Все расстались, очарованные друг другом, но более всего принцессой Фаустой; Мария Медичи уже смотрела на мир глазами герцогини Соррьентес, как официально именовалась сейчас Фауста.
Итак, чтобы вернуться к нашему рассказу, напомним, что прошло три дня, за которые ни Фауста, ни Кончини ничего не предпринимали против шевалье и его юного друга и воспитанника. На четвертый день Пардальян, вернувшись из своей очередной загадочной прогулки по Парижу, нашел у себя на столе записку, написанную беглым почерком Вальвера. Записка была следующего содержания:
«Жду вас у себя. Приходите как можно скорее».

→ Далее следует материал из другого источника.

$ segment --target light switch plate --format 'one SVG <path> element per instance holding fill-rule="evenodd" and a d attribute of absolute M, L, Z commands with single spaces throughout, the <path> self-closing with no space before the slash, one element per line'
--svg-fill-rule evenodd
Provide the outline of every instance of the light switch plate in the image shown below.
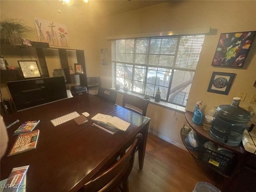
<path fill-rule="evenodd" d="M 256 104 L 256 94 L 254 94 L 252 95 L 252 99 L 251 99 L 251 101 L 250 101 L 250 103 Z"/>
<path fill-rule="evenodd" d="M 244 101 L 244 98 L 245 98 L 245 97 L 246 97 L 247 94 L 247 93 L 239 93 L 238 97 L 240 97 L 240 101 Z"/>

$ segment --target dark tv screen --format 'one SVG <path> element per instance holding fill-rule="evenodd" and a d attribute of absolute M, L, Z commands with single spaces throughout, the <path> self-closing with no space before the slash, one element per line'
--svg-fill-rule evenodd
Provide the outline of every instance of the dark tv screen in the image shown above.
<path fill-rule="evenodd" d="M 17 110 L 67 98 L 64 77 L 7 82 Z"/>

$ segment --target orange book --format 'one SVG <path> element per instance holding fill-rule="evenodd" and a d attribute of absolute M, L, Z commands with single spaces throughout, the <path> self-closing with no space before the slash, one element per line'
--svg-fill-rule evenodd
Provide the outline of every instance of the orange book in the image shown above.
<path fill-rule="evenodd" d="M 39 130 L 19 135 L 8 156 L 18 154 L 36 148 L 39 135 Z"/>
<path fill-rule="evenodd" d="M 34 129 L 40 122 L 40 120 L 28 121 L 22 124 L 14 131 L 14 135 L 18 135 L 22 133 L 31 132 Z"/>

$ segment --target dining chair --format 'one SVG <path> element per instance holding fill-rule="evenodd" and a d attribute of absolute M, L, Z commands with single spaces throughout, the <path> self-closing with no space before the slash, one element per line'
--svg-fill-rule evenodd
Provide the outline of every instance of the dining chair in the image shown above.
<path fill-rule="evenodd" d="M 97 96 L 107 101 L 116 104 L 117 92 L 110 89 L 100 87 L 98 90 Z"/>
<path fill-rule="evenodd" d="M 128 192 L 128 177 L 132 169 L 134 154 L 140 139 L 142 136 L 142 134 L 138 134 L 129 150 L 119 160 L 86 183 L 78 191 L 108 192 L 119 190 Z"/>
<path fill-rule="evenodd" d="M 122 107 L 138 114 L 146 116 L 149 103 L 148 100 L 125 94 L 123 98 Z"/>

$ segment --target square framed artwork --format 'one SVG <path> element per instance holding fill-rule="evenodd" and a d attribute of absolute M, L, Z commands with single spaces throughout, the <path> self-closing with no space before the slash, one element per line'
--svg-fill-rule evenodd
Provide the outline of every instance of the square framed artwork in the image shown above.
<path fill-rule="evenodd" d="M 74 70 L 73 69 L 73 68 L 72 67 L 72 66 L 71 66 L 71 65 L 70 65 L 68 66 L 68 68 L 69 69 L 70 74 L 74 74 L 75 73 L 75 72 L 74 71 Z"/>
<path fill-rule="evenodd" d="M 41 77 L 36 61 L 18 61 L 24 78 Z"/>
<path fill-rule="evenodd" d="M 256 31 L 221 34 L 212 65 L 242 67 L 256 35 Z"/>
<path fill-rule="evenodd" d="M 82 66 L 82 65 L 75 63 L 74 66 L 75 73 L 83 73 L 83 68 Z"/>
<path fill-rule="evenodd" d="M 213 72 L 207 91 L 227 95 L 235 76 L 235 73 Z"/>

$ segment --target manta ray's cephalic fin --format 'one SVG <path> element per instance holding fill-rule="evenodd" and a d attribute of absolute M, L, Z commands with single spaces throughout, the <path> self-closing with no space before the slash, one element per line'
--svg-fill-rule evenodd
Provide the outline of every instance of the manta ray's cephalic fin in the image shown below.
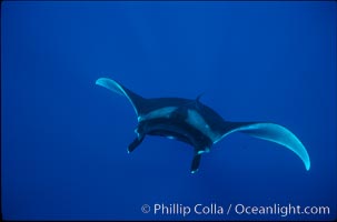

Пардальян никогда не расставался со шпагой. Теперь же он захватил еще кинжал, а в карман положил увесистый кошелек. Вооружившись таким образом всем, чем только возможно, он тут же отправился на улицу Коссонри.
Кажется, мы уже говорили, что улица Коссонри пролегала неподалеку от рынка и населяли ее в основном торговцы дичью. Когда Пардальян свернул в улицу Коссонри, торговля была в самом разгаре. Если бы шевалье не был столь поглощен размышлениями о записке Вальвера, он бы наверняка заметил, сколь много странных типов, не похожих ни на торговцев, ни на покупателей, толпилось в этот час на улице. Подобный факт наверняка заставил бы шевалье призадуматься.
Нет у нас сомнений и в том, что если бы он не был так занят мыслями о пресловутой записке, он бы вначале послал мальчика из гостиницы справиться, дома ли Вальвер.